In a crisis like the current pandemic, inequity doesn’t just persist; it is exacerbated. Many are struggling, including the creative community.The precarious nature of our everyday lives has come into sharp focus as more and more arts & cultural workers lose employment, cultural organizations cancel events and exhibitions, and opportunities to produce art outside the digital sphere run few and far between. And amongst our most marginalized communities, the toll of the virus has hit especially hard, making an even deeper impact on physical health, safety, education, and economic stability.

But as we’ve seen before, the creative community continues to find innovative ways to lift up each other and support the communities we serve and represent. That’s why we want to highlight the efforts of North Shore Community Development Coalition (NSCDC), which is offering paid opportunities to artists to develop Public Safety Announcements (PSA) that are representative of and specifically serve immigrant, non-English speaking, and low-income communities of color. Driven by the recognition that not all vital public safety information is reaching every community equitably, NSCDC wanted to develop an initiative through their public arts program, the Punto Urban Art Museum, that would harness the powerful ability of the arts to communicate and aid in this public health crisis. 

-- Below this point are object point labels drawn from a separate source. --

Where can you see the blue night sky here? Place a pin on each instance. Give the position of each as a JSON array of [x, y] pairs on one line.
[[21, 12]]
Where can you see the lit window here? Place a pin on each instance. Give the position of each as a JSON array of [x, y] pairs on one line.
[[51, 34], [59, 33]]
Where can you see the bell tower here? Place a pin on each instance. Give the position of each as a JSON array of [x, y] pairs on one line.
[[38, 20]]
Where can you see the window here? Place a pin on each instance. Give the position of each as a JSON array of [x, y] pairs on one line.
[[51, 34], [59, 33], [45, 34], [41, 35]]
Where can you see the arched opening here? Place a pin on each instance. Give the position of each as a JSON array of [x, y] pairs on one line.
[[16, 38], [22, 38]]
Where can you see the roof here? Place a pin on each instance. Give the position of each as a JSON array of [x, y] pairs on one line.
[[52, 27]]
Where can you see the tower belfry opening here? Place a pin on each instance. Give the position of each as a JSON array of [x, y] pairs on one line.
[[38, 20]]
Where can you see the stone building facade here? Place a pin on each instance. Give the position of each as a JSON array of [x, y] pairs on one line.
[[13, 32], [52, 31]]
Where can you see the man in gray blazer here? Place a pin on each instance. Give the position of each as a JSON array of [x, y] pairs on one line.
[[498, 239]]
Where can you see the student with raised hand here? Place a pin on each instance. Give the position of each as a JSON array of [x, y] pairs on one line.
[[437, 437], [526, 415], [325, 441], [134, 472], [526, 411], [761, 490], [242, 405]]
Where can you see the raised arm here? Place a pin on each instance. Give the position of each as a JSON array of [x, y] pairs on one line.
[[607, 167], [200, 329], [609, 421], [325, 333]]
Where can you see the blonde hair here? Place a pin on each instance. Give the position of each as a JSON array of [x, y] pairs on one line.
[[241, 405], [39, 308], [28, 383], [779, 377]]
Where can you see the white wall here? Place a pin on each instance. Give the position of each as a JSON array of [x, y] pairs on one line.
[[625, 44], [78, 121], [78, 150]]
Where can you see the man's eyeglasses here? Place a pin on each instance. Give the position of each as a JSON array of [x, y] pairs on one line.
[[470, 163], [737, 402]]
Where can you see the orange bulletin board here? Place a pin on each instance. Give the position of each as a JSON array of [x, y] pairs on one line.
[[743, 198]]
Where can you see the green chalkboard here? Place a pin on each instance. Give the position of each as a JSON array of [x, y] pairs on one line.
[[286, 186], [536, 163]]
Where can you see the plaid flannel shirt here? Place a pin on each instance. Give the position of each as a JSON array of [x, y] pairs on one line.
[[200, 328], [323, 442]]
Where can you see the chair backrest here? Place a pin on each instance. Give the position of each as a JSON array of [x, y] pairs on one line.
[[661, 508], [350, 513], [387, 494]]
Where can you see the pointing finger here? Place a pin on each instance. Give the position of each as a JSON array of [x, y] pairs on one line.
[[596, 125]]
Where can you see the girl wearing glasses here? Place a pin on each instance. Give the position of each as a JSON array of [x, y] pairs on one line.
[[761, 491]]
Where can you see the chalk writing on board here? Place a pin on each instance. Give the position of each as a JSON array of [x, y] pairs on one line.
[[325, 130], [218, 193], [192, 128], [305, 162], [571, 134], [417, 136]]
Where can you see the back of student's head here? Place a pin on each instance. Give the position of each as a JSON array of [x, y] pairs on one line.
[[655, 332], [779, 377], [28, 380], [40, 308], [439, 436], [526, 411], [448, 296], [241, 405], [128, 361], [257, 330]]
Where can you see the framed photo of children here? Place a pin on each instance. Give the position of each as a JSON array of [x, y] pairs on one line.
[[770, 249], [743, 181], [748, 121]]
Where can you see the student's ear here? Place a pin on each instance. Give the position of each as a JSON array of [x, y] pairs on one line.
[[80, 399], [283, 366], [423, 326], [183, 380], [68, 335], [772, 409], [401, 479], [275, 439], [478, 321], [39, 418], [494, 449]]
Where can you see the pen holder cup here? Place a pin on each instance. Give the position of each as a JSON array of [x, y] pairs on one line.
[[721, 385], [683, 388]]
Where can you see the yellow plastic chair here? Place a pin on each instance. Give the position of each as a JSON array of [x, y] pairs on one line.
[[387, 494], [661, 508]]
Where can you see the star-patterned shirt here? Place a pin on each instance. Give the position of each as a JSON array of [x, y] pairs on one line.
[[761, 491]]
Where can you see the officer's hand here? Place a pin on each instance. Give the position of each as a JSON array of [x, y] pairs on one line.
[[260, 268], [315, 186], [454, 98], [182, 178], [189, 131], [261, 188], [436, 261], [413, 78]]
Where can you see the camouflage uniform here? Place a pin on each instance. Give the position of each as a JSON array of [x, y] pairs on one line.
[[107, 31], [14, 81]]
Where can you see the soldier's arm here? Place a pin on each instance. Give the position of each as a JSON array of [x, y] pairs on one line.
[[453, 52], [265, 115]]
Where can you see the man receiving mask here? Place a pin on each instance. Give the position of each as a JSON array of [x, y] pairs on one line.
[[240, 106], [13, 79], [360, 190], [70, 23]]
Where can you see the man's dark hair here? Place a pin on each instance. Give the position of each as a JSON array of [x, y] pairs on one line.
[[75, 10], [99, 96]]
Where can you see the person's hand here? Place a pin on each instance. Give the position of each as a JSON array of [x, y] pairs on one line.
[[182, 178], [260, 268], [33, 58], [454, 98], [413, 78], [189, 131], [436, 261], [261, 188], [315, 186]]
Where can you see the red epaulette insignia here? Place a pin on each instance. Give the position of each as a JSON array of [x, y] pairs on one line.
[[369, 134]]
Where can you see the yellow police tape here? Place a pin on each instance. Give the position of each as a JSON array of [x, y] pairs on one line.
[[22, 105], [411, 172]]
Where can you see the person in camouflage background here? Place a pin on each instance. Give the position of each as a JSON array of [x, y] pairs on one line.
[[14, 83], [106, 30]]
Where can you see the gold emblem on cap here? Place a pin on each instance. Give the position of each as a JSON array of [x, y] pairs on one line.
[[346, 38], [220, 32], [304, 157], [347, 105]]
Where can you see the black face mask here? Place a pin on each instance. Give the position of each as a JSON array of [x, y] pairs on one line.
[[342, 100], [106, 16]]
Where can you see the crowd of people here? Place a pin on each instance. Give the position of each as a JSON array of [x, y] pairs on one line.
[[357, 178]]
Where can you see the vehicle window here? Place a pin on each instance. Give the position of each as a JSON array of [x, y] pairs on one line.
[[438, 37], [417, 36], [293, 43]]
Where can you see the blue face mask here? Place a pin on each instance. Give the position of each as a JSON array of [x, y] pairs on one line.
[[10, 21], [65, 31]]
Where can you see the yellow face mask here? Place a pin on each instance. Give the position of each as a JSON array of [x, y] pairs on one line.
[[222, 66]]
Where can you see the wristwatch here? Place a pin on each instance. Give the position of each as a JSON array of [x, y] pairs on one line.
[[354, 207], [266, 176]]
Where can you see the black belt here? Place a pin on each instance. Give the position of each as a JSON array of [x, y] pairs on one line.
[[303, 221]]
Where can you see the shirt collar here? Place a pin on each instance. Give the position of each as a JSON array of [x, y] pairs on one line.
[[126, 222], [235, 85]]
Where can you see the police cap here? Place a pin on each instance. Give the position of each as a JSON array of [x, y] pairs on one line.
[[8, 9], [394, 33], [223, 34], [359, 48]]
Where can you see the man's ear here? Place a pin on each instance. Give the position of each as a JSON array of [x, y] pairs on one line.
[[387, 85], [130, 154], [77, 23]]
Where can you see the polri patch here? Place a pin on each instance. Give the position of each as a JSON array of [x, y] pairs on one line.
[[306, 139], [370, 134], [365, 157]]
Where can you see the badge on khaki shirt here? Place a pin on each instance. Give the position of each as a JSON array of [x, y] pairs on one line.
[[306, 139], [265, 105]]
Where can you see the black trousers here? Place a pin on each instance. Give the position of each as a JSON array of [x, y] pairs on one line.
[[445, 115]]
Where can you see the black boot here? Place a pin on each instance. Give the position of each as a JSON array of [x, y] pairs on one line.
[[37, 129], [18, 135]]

Twenty-five artists will be awarded $1000 each for proposals that develop PSAs addressing topics related to the COVID-19 public health emergency and are culturally relevant to the marginalized communities NSCDC serves, especially LatinX and Spanish-speaking communities. Selection will prioritize applicants from marginalized backgrounds and artists who have lost opportunities due to the pandemic. Additionally, NSCDC is particularly interested in how they can distribute art outside of the digital sphere. Recognizing the divide in access to social media and other forms of online communication in marginalized communities, PSAs that are effective non-virtually will be of significant help in addressing the inequity of information. Interested applicants should visit for more information and submit their proposals by May 15th. 

MASSCreative applauds the unique opportunity NSCDC has created with this program, addressing both the economic needs of the creative sector and the public health concerns of marginalized communities. It is these types of efforts that demonstrate that arts and culture are not a luxury, but a vital and powerful tool in combating inequality and uplifting our community. In times of crisis, the arts matter more than ever.